I have made Deep End sound better than it is; for me it avoids so many pitfalls so well. Skolimowski films have their self-destructive side, none more than this one. The writers (Skolimowski, Jerzy Gruza, Boleslaw Sulik) are Poles, and the dialogue appears largely improvised. Scenes that depend on talk can trail off into nothing — too much like actual conversation, in fact.
A good many scenes are not as funny as Skolimowski thinks they are. In particular, a gag involving a Chinese hot dog vendor is instantly excruciating and keeps being reprised. Others are rather cheap — a prostitute with a cast on one leg, the sex-movie theater manager who calls Mike “you perverted little monster!” The film strives for lightness — to set off the ending more strongly — but its humor often stalls.
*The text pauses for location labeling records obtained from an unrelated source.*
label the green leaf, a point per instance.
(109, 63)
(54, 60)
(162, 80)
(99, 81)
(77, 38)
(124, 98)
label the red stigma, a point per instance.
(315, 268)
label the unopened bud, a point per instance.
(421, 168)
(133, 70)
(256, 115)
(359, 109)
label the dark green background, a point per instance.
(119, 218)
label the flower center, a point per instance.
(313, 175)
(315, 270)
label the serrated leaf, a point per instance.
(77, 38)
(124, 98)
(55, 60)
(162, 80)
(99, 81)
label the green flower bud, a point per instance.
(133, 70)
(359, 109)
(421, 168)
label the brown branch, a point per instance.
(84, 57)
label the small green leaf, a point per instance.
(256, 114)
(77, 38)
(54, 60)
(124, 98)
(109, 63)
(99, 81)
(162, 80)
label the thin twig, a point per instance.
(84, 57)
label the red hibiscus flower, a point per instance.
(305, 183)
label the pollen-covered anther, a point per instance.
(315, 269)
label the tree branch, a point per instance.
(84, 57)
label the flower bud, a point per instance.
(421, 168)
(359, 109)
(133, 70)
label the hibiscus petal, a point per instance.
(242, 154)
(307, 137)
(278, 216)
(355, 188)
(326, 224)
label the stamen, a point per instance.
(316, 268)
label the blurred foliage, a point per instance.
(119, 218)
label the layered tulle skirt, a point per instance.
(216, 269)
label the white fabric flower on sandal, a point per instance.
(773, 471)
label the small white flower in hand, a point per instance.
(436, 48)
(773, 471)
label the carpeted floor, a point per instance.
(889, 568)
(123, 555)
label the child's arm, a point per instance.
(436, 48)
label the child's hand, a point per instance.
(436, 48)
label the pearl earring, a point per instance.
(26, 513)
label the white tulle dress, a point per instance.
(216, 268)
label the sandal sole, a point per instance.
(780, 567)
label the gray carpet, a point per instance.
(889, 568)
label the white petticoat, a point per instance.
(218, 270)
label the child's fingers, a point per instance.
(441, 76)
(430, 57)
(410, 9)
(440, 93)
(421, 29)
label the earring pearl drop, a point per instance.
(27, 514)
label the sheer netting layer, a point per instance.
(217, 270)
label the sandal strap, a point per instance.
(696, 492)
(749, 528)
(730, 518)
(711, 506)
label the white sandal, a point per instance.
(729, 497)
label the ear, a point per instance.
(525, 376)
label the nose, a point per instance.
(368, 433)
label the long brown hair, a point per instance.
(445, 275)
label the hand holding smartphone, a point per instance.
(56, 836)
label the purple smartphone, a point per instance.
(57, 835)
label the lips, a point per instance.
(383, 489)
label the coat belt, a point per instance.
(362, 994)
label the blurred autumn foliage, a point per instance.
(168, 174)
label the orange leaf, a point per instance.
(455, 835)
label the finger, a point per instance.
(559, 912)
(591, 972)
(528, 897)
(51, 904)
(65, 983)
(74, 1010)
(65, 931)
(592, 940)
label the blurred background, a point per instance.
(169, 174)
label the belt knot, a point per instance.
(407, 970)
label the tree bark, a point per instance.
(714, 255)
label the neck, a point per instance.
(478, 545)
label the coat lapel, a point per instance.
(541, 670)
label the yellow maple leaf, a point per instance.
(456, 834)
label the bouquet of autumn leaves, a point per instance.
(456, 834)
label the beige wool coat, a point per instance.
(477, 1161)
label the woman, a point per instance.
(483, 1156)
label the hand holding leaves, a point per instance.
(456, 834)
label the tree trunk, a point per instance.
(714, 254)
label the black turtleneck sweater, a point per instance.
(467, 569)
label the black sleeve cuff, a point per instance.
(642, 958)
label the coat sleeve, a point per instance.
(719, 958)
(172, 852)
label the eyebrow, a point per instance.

London in Deep End looks vaguely like the real thing — quite a feat considering most of it was shot in Munich, with Germans later dubbed in English in the minor roles. Some of the movie exhibits a baffling sort of carelessness; I can’t always tell when it’s bad with a purpose and when Skolimowski simply can’t be bothered.
But I would not like to end on the negative. Deep End has its flaws, some of them large, but it proceeds from a vision of the world and a personal signature. He stacks the cards against himself unmercifully on this occasion, but he succeeds in his goal — to express a character’s obsession in poetic terms.